ZNALAZŁEM WAS. Nibylandia to Kiri, nadmorska wioska rybacka oddalona
od Suny o jakieś 60km. Ty pracujesz w Pensjonacie Pod Lutym Turem**.
Niepotrzebnie podawałaś mi ten e-mail, przez który dowiedziałem
się WSZYSTKIEGO. Oczywiście z pomocą Hinaty, aż taki sprytny nie
jestem, ale za to mam przecudowną, najsprytniejszą na całym bożym
świecie dziewczynę (kiedyś na pewno ją poślubię!). Zamierzamy
wpaść w sierpniu na tydzień, zatrzymamy się w twoim pensjonacie,
więc będziesz musiała po mnie sprzątać, ha ha ha! Nie mogę się
doczekać, aż zobaczę cię w seksownym stroju pokojówki! I poczuję
rybi smród Sasuke, wymyśliłem już kilka żartów, którymi będę
go wkurzał. Ale nie martw się, nie wydamy was, oficjalna wersja dla
rodziny i przyjaciół jest taka, że po prostu jedziemy razem
odpocząć, a nie w odwiedziny do uciekinierów.
Nie
uwierzysz, ale zdałem maturę! Twoje modły nie poszły na marne, w
załączniku przesyłam ci skan moich zajebistych wyników (40% z
matmy, uwierzysz! o takim wyniku nawet nie śniłem!). Studniówki
nie pamiętam, więc ci o niej nie opowiem. To ja wylądowałem pod
stołem. I to mnie prowadzono do domu i do łóżka, nago.
Shikamaru
teraz sobie jakoś radzi, ale bywało z nim różnie. Krótko po tym,
jak wyjechaliście, Temari z Gaarą wrócili do Suny. Gaara mówił
mi, że to przez ich ojca, ale nie znam szczegółów, bo nie chciał
o tym rozmawiać. W każdym razie po ich wyjeździe Shika stał się
wrakiem człowieka. W szkole prawie go nie widywałem, za to w pubach
często. Dopiero w czerwcu jakoś stanął na nogi przy pomocy Ino i
Choujiego. Właściwie to go rozumiem, taka samotność nie jest
zdrowa. Ja, gdyby nie Hinata, pewnie zachowywałbym się podobnie.

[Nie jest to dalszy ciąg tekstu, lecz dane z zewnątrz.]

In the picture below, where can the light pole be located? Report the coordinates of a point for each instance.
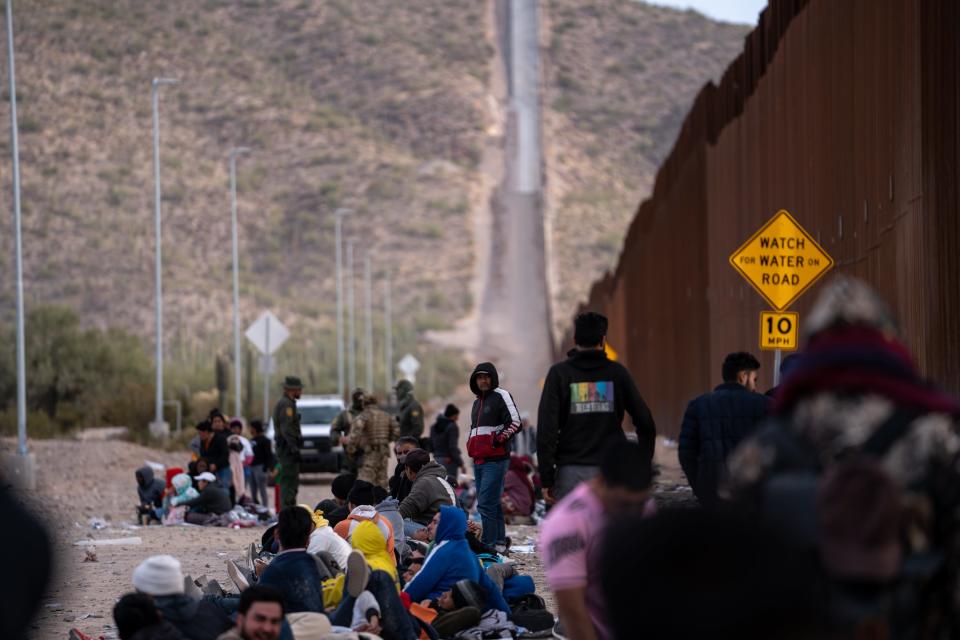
(236, 278)
(388, 331)
(155, 88)
(351, 340)
(338, 214)
(15, 151)
(368, 322)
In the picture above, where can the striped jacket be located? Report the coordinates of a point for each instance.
(494, 419)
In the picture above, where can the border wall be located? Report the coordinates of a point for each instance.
(843, 112)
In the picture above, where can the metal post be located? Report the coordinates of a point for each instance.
(155, 86)
(776, 367)
(351, 340)
(237, 411)
(18, 243)
(338, 214)
(267, 362)
(388, 331)
(368, 337)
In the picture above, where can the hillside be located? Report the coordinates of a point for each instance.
(371, 106)
(620, 76)
(382, 106)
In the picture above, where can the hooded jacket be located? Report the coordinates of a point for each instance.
(149, 489)
(581, 412)
(451, 561)
(494, 419)
(445, 436)
(429, 492)
(368, 540)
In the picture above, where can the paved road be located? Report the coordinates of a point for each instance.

Stracił trzy najważniejsze osoby w jego życiu. Szczerze mówiąc
nie wiem, czy zdoła się kiedykolwiek wydostać z tego dołka bez
Temari. Oby.
Walnij
ode mnie w łeb Śmierdzącego Gbura! Hinata śle wam uściski i
buziaki!
Naruto
Data:
Wtorek
21 lipca 2015, godz. 7.16
Temat:
WRACAM
Jestem
w Konoha i zostaję tu do niedzieli. Muszę załatwić kilka spraw
związanych z przeniesieniem na Politechnikę Konoszańską i
poroznosić CV. Wracam na dobre, Shikamaru, co prawda dopiero w
październiku, ale chcę się z Tobą spotkać już teraz. Nie
zapomniałam o Tobie, jak mogło się wydawać, myślałam o Tobie
codziennie i nawet nie wiesz, ile kosztują mnie te słowa. Nigdy nie
byłam dobra w wyrażaniu uczuć. Ale Ciebie kocham, nadal,
niezmiennie. Więc jeśli też wciąż coś do mnie czujesz, przyjdź
do ,,Fotografa”
o
20.
Będę
czekać.
Temari
P.S.
Nie gniewaj się na Tenten za podanie mi Twojego e-maila. Chciała
dobrze.
Data:
Środa
22
lipca 2015, godz. 12.27
Temat:
Re:
KONOHA
GRAND HOTEL
EDIT:
Cofam to co napisałem o Shikamaru. Wczoraj spotkaliśmy go z Temari
w pubie. Temari wpadła tylko na tydzień, ale od października
będzie studiować na Politechnice Konoszańskiej. Właśnie po to tu
była - żeby załatwić przeniesienie z jej poprzedniej uczelni.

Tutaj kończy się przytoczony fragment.